The organisers are the Associació d'Antics Blavets, the association of one-time members and friends of the monastery choir. Its president is the current mayor of Sa Pobla, Llorenç Gelabert. He points out that this is a non-profit association that doesn't have the means to meet requirements now being imposed by the directorate. "We do not have the infrastructure to coordinate over forty municipalities and assume the safety of the participants."
The directorate has issued a report highlighting "inaccuracies and omissions" in respect of the route. Detail of this includes, for example, whether there happens to be a full moon. Basically it is concerned with road conditions and visibility as well as with accurate numbers of walkers.

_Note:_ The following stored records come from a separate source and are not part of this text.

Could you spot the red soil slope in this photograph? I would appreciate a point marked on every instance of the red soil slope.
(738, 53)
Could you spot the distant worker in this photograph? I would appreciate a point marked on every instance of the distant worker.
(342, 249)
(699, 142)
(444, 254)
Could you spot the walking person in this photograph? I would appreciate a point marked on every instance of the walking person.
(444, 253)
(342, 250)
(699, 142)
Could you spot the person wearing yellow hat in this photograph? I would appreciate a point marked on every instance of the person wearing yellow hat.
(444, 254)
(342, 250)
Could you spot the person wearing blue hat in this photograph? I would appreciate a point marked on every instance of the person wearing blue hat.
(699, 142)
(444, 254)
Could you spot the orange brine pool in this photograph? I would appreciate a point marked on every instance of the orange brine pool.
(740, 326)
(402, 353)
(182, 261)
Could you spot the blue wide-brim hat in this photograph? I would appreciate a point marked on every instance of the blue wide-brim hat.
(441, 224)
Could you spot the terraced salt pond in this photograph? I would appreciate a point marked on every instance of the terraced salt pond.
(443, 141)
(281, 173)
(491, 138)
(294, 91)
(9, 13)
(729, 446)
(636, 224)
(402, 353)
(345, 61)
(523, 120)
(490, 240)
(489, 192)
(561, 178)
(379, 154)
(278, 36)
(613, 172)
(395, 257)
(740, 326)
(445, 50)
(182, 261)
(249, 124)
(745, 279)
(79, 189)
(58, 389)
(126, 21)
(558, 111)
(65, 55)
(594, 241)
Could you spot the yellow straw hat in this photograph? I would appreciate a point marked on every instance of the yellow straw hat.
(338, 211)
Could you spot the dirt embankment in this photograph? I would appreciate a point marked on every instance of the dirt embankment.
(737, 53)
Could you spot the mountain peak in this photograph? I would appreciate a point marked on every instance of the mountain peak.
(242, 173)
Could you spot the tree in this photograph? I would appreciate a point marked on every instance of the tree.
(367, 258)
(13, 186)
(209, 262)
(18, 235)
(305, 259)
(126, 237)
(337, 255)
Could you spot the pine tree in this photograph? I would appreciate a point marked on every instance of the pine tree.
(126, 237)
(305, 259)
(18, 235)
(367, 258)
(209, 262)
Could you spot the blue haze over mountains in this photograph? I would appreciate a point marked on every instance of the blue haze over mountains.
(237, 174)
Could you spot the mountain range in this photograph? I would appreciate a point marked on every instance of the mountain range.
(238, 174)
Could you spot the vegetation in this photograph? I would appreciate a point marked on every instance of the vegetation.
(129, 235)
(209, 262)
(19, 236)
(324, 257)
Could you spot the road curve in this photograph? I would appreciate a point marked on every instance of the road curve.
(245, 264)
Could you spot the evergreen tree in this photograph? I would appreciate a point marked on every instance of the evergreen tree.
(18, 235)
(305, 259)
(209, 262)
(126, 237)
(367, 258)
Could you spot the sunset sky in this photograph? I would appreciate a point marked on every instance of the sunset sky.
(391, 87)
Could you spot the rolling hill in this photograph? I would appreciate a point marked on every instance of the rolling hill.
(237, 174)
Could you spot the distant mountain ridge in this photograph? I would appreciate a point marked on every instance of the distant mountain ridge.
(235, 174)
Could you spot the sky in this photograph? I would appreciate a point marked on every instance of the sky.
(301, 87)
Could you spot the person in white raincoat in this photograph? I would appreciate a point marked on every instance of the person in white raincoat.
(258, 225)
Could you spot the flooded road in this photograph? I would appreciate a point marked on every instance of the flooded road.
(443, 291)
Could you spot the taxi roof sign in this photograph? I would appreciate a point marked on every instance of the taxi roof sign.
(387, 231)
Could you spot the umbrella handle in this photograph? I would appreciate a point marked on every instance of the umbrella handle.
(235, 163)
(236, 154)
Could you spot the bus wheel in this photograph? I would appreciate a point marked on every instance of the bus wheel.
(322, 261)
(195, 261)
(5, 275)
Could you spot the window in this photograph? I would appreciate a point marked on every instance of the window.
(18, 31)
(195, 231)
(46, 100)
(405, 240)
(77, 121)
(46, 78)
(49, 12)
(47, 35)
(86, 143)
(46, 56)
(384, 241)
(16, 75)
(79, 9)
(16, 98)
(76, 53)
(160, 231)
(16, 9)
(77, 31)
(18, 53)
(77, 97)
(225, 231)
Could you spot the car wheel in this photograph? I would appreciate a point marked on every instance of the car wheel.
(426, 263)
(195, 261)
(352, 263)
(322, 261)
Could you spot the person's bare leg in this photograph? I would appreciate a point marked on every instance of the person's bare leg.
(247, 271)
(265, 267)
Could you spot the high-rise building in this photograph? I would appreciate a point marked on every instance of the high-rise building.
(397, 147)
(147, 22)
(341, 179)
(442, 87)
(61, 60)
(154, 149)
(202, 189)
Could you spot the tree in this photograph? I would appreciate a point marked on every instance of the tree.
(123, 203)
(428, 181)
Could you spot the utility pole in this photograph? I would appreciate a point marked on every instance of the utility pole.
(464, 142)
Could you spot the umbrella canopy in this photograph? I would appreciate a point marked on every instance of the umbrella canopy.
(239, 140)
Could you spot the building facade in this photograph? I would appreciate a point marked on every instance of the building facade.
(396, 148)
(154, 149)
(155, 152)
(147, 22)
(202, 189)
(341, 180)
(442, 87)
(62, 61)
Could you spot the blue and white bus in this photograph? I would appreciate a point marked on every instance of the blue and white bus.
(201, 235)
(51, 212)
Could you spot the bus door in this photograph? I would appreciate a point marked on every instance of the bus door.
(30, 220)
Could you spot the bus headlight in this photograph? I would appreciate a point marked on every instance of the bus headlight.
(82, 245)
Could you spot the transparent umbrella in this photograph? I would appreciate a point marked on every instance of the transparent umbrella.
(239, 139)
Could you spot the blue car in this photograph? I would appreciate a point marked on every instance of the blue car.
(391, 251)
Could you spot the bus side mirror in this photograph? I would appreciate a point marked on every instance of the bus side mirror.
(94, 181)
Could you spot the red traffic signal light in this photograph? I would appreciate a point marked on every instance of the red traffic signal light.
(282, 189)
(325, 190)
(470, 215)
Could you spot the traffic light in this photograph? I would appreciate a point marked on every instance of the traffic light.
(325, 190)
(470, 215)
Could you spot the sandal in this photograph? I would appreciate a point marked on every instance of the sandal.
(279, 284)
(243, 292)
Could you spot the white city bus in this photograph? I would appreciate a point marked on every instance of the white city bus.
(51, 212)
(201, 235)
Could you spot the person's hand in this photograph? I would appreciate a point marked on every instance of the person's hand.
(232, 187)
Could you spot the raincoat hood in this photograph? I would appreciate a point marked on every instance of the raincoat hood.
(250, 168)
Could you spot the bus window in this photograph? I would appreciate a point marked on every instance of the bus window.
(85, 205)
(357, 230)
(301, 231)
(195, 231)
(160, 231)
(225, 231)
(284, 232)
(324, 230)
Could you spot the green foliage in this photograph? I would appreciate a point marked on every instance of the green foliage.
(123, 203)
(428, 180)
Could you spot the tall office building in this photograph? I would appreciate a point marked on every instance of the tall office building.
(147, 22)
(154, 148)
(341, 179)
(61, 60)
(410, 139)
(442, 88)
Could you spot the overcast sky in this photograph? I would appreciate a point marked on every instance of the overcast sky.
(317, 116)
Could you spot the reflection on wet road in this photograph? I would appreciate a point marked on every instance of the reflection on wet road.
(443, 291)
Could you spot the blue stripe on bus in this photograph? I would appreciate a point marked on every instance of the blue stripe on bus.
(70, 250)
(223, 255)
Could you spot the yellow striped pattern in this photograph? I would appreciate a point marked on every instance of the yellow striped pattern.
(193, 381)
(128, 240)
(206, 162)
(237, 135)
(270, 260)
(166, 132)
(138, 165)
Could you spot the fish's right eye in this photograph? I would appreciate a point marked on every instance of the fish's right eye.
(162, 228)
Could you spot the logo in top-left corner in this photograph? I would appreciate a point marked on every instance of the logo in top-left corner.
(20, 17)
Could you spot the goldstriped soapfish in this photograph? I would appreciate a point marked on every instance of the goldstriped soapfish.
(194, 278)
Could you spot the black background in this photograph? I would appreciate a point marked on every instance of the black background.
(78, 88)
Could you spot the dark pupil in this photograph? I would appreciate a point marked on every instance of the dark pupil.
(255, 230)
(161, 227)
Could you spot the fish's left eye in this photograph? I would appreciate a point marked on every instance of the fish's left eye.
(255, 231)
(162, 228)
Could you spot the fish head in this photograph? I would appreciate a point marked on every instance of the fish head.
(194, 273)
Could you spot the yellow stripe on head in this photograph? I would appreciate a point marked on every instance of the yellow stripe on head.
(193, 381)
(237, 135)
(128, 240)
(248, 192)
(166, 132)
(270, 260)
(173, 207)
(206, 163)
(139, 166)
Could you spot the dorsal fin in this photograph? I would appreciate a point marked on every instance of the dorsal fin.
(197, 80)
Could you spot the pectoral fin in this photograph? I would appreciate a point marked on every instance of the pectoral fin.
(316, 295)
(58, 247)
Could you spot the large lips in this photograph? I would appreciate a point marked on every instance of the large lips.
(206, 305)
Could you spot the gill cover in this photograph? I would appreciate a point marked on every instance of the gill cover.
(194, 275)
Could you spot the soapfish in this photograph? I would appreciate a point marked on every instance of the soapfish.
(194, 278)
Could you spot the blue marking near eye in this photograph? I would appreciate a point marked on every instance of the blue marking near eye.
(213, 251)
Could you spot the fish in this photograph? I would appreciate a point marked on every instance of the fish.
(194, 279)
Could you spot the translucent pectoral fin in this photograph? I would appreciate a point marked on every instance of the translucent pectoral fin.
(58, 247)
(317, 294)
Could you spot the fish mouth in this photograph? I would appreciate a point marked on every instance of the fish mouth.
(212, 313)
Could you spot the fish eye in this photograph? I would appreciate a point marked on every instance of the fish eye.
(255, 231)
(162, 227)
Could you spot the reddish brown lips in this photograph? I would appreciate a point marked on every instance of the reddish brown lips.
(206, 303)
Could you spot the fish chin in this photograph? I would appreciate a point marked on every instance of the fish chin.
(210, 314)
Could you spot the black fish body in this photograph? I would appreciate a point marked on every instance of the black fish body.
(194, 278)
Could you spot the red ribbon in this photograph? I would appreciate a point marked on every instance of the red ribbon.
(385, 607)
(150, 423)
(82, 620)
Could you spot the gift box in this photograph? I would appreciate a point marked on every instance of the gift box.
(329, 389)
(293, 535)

The association states that "difficulties are added each year", the report saying that there needs to be a reconsideration of safety for people at night who only have the accompaniment of vehicles from the Civil Protection volunteer service.
Faced with the government demands, the association is considering an approach to the Council of Mallorca's department of classified activities and to get the Council to close the main road from Inca to Lluc. There is anger and frustration among the walk's volunteer groups who argue that there are no problems in ensuring that roads in Mallorca are regularly closed for "events which make money", e.g. the Mallorca 312 and Ironman 70.3.